Long-term survival benefits need to be contrasted with perioperative morbidity and mortality, which overall were low in our study. Major complications were reported in 20% of the patients, and 90-day mortality was 1.6%, similar to prior reports.38 As expected, morbidity and mortality rates were higher for the patients who underwent major hepatectomy than for those who underwent minor resections. The use of major hepatectomy decreased during the 21-year study period in favor of parenchyma-sparing resections and intraoperative ablation. Although a subset of patients will continue to require major hepatectomy for adequate cytoreduction, particularly patients who have extensive involvement of one hepatic lobe with relative sparing of the other, parenchyma-sparing procedures should be considered whenever possible to preserve functioning liver parenchyma and decrease the morbidity associated with major resections. This is particularly important considering that recurrence or progression after hepatectomy is almost universal, meaning that most patients will continue to have progressive replacement of liver parenchyma during the remainder of their lives.

Importantly, cytoreductive hepatectomy is only one of many treatment methods that can be used in the management of patients with NET liver metastases. Systemic medical therapy including somatostatin analogs, targeted biologic agents, and cytotoxic chemotherapy, as well as nonoperative liver-directed methods including various ablation and embolization techniques are well-established options that can slow progression and help alleviate symptoms of hormonal excess.39,40 Peptide receptor radionuclide therapy (PRRT), recently approved in the United States for the treatment of somatostatin-receptor-positive tumors, has shown very promising effects on progression and survival.41 Finally, patients who are not candidates for cytoreductive hepatectomy due to extent or distribution of liver involvement may benefit from liver transplantation, although patient selection is critical.16

Our study had several important limitations. First, the retrospective and single-center design indicates that our findings may not be generalizable to all patients. Second, due to the lack of an appropriate comparison group, we are unable to make definitive conclusions about the potential survival benefit of hepatectomy compared with nonoperative therapy. Second, because Ki-67 assessment was rarely performed before the introduction of the 2010 WHO classification for gastrointestinal NETs, this important variable was missing for more than half of the cohort requiring multiple imputation. Third, due to the small number of cases that involved less than 90% cytoreduction, we did not attempt further stratification by extent of cytoreduction for this group, and therefore were unable to compare it with other studies investigating patients who underwent 70–90% cytoreduction. Finally, we were unable to account for other treatment methods because many patients referred to our institution for surgery received the remainder of their care elsewhere, but we recognize that many patients with metastatic NETs are treated with multiple different methods that may affect progression and survival.

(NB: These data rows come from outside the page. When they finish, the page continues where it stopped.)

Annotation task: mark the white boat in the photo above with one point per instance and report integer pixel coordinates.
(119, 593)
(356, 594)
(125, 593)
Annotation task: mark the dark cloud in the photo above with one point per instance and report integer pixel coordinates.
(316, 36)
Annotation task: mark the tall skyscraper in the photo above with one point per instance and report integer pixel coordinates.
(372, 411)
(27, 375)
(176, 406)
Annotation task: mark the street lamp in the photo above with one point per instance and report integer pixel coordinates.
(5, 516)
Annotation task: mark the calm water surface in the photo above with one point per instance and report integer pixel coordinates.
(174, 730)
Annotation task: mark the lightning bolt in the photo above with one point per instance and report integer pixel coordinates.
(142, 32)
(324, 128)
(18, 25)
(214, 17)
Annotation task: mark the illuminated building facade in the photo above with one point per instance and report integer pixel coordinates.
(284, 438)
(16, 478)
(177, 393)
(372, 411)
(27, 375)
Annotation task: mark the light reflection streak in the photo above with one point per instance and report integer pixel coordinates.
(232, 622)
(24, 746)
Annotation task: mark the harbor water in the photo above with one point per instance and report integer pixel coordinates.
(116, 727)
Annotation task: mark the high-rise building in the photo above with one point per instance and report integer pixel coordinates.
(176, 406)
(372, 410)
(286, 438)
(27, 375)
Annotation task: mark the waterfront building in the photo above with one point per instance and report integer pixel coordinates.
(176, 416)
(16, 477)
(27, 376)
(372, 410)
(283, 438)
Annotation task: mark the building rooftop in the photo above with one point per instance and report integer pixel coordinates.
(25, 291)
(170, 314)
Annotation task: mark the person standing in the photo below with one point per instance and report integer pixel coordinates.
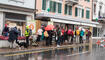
(27, 35)
(88, 35)
(62, 35)
(81, 35)
(13, 35)
(19, 32)
(39, 34)
(58, 37)
(16, 32)
(77, 33)
(46, 38)
(5, 30)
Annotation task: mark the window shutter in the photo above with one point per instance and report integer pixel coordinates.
(70, 10)
(76, 11)
(87, 14)
(54, 6)
(65, 9)
(88, 0)
(50, 6)
(59, 7)
(82, 13)
(43, 4)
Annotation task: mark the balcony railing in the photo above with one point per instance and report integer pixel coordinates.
(73, 2)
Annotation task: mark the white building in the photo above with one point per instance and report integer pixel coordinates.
(16, 13)
(99, 14)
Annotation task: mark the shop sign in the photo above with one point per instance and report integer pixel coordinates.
(32, 25)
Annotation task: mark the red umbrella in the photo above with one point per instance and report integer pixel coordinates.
(49, 27)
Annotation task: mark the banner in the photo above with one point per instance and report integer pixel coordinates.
(32, 25)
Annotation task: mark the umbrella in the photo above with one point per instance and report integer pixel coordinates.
(49, 27)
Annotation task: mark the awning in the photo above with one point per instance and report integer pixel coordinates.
(73, 22)
(68, 19)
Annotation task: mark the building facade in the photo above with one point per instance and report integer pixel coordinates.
(70, 13)
(16, 13)
(99, 16)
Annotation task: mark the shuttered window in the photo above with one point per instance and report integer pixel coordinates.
(43, 4)
(76, 11)
(87, 14)
(59, 7)
(65, 9)
(82, 13)
(70, 10)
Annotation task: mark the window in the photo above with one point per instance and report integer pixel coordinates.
(94, 8)
(68, 9)
(79, 12)
(21, 1)
(95, 32)
(55, 7)
(44, 4)
(82, 13)
(59, 7)
(76, 11)
(87, 14)
(87, 0)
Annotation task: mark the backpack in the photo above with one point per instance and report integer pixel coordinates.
(77, 32)
(46, 34)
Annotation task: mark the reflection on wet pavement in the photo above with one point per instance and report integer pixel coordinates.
(62, 54)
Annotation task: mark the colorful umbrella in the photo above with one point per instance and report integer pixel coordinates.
(49, 27)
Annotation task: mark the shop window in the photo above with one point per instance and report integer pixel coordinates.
(44, 4)
(55, 7)
(94, 8)
(76, 11)
(82, 13)
(15, 16)
(79, 12)
(68, 9)
(95, 32)
(87, 14)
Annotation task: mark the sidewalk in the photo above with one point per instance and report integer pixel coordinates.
(7, 51)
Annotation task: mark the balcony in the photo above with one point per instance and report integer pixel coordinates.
(71, 2)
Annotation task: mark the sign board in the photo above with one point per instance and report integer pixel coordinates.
(20, 3)
(32, 25)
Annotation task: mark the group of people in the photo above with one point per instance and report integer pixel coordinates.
(13, 34)
(61, 35)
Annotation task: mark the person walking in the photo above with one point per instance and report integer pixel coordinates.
(62, 35)
(69, 35)
(58, 37)
(27, 35)
(13, 34)
(77, 33)
(88, 35)
(39, 33)
(16, 32)
(5, 30)
(46, 38)
(81, 35)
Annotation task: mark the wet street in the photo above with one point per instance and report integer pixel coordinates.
(79, 53)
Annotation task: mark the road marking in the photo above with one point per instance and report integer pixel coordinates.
(78, 53)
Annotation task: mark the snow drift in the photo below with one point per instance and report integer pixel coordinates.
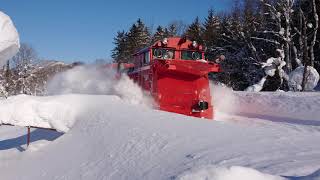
(9, 39)
(232, 173)
(111, 139)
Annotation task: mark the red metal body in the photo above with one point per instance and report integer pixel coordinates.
(176, 75)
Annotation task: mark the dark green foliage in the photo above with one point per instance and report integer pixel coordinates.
(247, 34)
(194, 31)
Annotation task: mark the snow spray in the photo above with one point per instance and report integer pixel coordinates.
(98, 81)
(223, 99)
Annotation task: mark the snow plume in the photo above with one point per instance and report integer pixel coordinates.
(296, 78)
(97, 80)
(232, 173)
(223, 99)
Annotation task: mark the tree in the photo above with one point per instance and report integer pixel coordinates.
(159, 34)
(194, 31)
(23, 69)
(120, 53)
(138, 37)
(211, 30)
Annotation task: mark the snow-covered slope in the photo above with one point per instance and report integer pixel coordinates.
(275, 133)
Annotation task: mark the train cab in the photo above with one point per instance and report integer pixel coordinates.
(175, 73)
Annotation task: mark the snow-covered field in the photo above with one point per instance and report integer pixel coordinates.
(254, 135)
(114, 134)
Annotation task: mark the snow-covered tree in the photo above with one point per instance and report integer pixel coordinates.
(23, 69)
(120, 53)
(194, 31)
(159, 34)
(211, 31)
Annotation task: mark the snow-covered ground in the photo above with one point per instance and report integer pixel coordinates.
(254, 135)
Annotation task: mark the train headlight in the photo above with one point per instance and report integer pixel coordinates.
(165, 41)
(194, 44)
(203, 105)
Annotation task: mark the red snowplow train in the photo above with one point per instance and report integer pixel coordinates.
(175, 73)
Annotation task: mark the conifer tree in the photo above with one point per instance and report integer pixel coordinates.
(159, 34)
(120, 52)
(211, 31)
(194, 31)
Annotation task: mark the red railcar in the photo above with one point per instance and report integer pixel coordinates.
(175, 73)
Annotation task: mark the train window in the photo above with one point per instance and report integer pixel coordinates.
(191, 55)
(146, 59)
(163, 53)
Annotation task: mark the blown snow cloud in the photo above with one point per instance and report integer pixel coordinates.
(99, 81)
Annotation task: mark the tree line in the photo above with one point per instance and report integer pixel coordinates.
(248, 34)
(25, 73)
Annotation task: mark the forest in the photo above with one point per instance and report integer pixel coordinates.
(263, 41)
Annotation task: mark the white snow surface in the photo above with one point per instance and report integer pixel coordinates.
(255, 136)
(9, 39)
(232, 173)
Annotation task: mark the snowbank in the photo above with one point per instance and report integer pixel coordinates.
(57, 112)
(232, 173)
(111, 139)
(296, 77)
(302, 107)
(9, 39)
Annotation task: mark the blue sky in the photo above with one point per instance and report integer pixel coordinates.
(83, 30)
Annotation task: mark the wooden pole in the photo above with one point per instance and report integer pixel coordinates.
(28, 136)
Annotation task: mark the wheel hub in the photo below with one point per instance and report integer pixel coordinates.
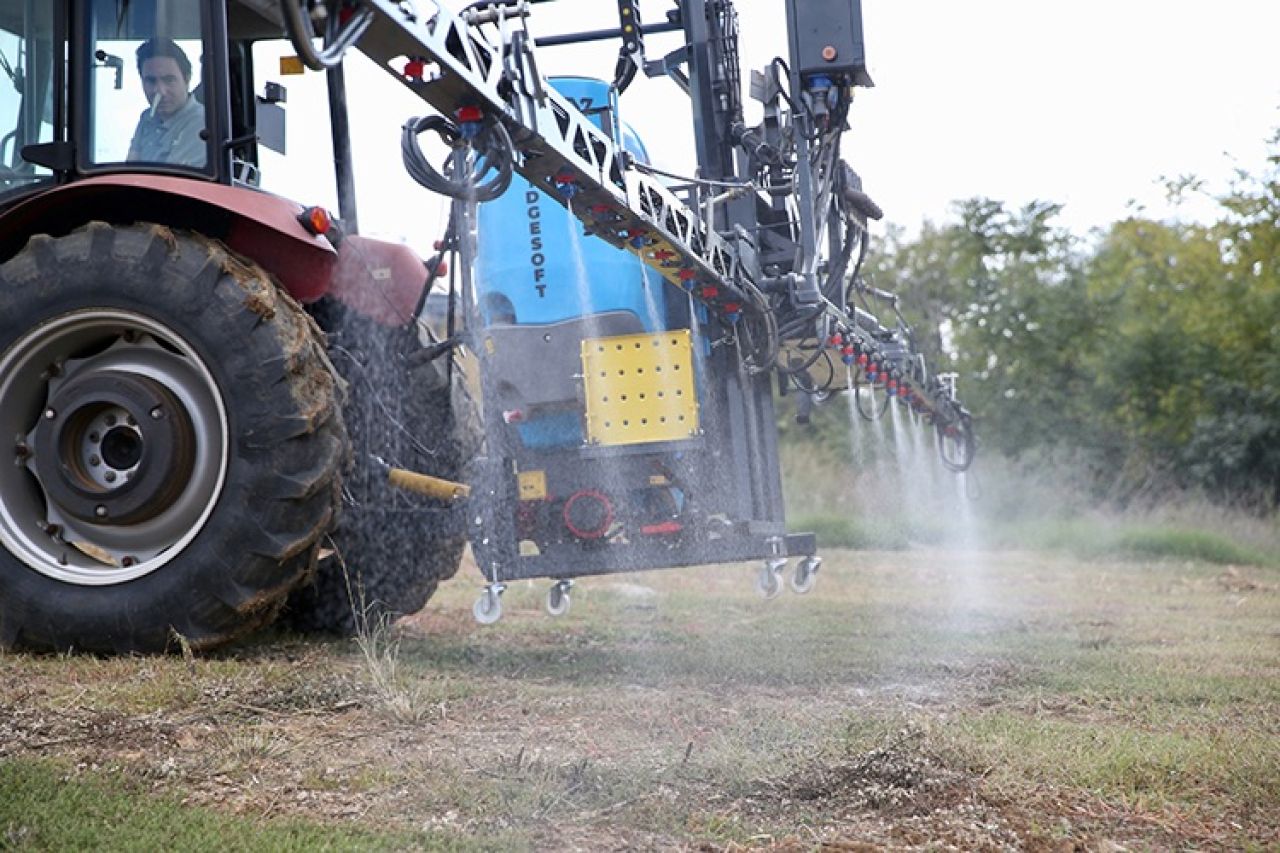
(113, 447)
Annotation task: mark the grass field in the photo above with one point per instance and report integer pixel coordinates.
(917, 698)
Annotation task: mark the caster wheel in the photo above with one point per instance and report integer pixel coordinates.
(805, 575)
(768, 582)
(488, 607)
(558, 600)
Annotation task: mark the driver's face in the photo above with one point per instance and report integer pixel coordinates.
(161, 76)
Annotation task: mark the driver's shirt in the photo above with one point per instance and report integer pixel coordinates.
(173, 138)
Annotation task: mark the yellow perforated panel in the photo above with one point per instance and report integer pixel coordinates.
(533, 486)
(639, 388)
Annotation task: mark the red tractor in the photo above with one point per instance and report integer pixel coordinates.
(201, 384)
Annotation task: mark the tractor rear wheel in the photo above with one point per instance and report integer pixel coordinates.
(172, 441)
(391, 548)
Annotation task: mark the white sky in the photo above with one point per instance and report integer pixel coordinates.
(1088, 103)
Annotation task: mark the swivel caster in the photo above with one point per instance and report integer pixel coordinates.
(768, 582)
(557, 597)
(805, 575)
(488, 607)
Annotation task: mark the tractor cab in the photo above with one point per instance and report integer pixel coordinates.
(136, 86)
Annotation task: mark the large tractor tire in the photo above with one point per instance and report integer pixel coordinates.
(392, 547)
(173, 443)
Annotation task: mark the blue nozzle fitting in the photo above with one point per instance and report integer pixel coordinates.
(818, 83)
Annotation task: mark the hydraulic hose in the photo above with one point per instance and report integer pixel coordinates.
(338, 36)
(492, 142)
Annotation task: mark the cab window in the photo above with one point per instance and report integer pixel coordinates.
(146, 99)
(26, 89)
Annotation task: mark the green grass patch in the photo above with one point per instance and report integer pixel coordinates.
(1086, 538)
(44, 808)
(871, 534)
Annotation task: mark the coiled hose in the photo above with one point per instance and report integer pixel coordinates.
(492, 142)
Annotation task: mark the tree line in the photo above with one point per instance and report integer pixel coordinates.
(1147, 352)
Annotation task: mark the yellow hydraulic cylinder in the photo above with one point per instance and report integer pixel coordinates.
(428, 486)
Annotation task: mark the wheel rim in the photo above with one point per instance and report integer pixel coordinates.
(119, 446)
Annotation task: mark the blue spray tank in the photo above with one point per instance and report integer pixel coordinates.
(542, 286)
(535, 264)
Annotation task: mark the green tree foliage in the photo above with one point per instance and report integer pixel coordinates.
(1150, 351)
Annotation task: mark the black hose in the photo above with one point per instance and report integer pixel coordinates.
(338, 37)
(493, 144)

In conclusion, our results support the practice of cytoreductive hepatectomy for patients with NET liver metastases when complete or near-complete cytoreduction can be achieved by demonstrating excellent short- and long-term outcomes in terms of both survival and symptomatic relief. Predictors of overall and progression-free survival, including Ki-67, extent of hepatic involvement, and extent of cytoreduction, can be used to inform discussions on prognosis and help guide management decisions.